Midway through “burning grey,” from her riotous third and final album Fly or Die Fly or Die Fly or Die ((world war)), jaimie branch issues an exhortation that could serve as her artistic mission statement: “Don’t forget to fight.” Whether leading her Fly or Die quartet or working as a prolific collaborator across scenes and cities, the trumpeter, composer, and vocalist, who died of undisclosed causes at 39 last year, made music from a position of joyful defiance.
Her background was in jazz, but she had little regard for putative genre distinctions, pulling in the syncopated rhythms of Latin and Caribbean music, the melodic clarity of folk song, the swirling textures of psychedelia, the abstraction of free improv, the swagger of hip-hop, the pugilism of punk rock. Her commitment to each note didn’t just make these connections between various canons seem plausible; it made the notion of their separation seem absurd. There are inherent risks to such agnosticism about style. For the enthusiastic amateur, it can betray a lack of focus; for the dispassionate professional, a belief that idioms are exercises to be mastered by rote. For branch, whose consummate technical ability never got in the way of her raw passion—or vice versa—it is simply evidence of the conviction that all of these ostensibly divergent branches grow from the same tree. And at its root, as she and her collaborators demonstrate on ((world war)), is the will to fight, to dance, and to survive.
branch had very nearly completed ((world war)) when she died. Her family members and bandmates consulted her notes to finalize details like mixes and track titles before its release. Given those circumstances, it is tempting to hear the album as a requiem, or a grand finale for her brief but impactful career. Its structure, opening with a heroic fanfare of timpani and electric organ and closing with a funereal dirge, does not initially discourage that interpretation. But on further listening, it feels less like an ending than a blossoming cruelly cut short. Though listeners of branch’s previous recordings with Fly or Die will have no trouble recognizing ((world war)) as the work of the same bandleader, they may also be struck by the number of new paths the album opens in her music.

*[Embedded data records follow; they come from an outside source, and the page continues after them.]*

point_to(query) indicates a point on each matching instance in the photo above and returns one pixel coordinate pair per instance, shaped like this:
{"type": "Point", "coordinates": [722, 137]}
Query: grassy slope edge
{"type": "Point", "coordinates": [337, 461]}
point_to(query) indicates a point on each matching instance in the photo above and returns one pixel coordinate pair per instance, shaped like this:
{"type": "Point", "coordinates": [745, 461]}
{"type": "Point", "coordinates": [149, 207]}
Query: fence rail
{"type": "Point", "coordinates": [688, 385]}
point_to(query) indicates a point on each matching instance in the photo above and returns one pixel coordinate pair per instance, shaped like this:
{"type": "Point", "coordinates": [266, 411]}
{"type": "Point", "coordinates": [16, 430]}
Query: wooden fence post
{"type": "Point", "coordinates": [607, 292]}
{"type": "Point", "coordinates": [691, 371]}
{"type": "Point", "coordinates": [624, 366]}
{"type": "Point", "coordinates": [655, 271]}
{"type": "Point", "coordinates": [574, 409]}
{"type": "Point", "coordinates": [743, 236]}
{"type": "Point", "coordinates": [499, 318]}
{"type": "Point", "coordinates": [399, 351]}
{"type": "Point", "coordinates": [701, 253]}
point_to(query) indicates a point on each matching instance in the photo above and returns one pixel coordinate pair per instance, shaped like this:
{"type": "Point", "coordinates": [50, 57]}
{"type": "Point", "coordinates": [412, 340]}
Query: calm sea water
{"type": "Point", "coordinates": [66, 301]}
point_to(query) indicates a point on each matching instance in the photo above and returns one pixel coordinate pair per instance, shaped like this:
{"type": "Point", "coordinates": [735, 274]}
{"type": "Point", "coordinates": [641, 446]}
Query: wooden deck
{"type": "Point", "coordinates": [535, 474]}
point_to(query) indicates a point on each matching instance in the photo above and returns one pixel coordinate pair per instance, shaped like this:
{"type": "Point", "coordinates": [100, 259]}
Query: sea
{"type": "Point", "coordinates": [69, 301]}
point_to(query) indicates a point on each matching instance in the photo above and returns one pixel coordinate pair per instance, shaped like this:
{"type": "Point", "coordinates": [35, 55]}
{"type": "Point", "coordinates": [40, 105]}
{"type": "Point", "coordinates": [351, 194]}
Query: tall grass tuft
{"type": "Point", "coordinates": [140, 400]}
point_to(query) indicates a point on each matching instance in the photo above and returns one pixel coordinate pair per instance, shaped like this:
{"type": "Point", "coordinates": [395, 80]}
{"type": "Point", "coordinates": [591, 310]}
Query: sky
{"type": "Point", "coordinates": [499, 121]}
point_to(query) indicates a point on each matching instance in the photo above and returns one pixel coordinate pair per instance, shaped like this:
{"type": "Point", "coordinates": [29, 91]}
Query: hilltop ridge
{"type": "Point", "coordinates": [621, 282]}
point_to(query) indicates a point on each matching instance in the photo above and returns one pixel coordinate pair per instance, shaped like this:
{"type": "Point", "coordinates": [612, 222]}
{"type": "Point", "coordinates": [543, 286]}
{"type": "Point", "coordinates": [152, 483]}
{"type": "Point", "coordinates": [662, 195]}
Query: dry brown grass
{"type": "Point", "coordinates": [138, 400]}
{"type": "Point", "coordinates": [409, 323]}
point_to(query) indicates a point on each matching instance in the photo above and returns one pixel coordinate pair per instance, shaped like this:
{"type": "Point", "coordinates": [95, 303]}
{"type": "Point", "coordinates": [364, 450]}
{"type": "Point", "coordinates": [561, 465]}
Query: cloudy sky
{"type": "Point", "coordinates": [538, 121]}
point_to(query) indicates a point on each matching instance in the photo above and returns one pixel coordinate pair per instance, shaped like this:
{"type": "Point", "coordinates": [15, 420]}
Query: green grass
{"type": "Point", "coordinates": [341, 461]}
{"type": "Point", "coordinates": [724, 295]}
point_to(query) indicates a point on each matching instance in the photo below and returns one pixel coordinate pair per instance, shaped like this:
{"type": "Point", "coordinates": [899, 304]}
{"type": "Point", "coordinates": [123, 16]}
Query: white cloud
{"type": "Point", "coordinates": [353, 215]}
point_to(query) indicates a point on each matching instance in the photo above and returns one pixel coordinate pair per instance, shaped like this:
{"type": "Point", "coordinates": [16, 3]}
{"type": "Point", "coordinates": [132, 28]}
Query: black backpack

Ideas that showed up in the margins of previous records now assume central positions. The calypso-inflected major-key melodies that came across like a lark on “simple silver surfer,” from Fly or Die II, reach nearly symphonic proportions on “baba louie,” ((world war))’s nine-minute centerpiece. branch’s roughshod and vehement vocals, absent from the first Fly or Die album and tentatively present on the second, are a driving force of the third. She is decidedly not a jazz singer, at least not in any traditional sense: She shouts, beseeches, howls wordlessly, even croons a sort of country song. The lyrics mostly favor pragmatism over poetry, plainspoken calls for resistance to the status quo. Like previous Fly or Die albums, ((world war)) often has the feeling of a raucous block party. As its master of ceremonies, branch never lets us forget that there is not just escape to be found in coming together and letting loose, but solidarity, too.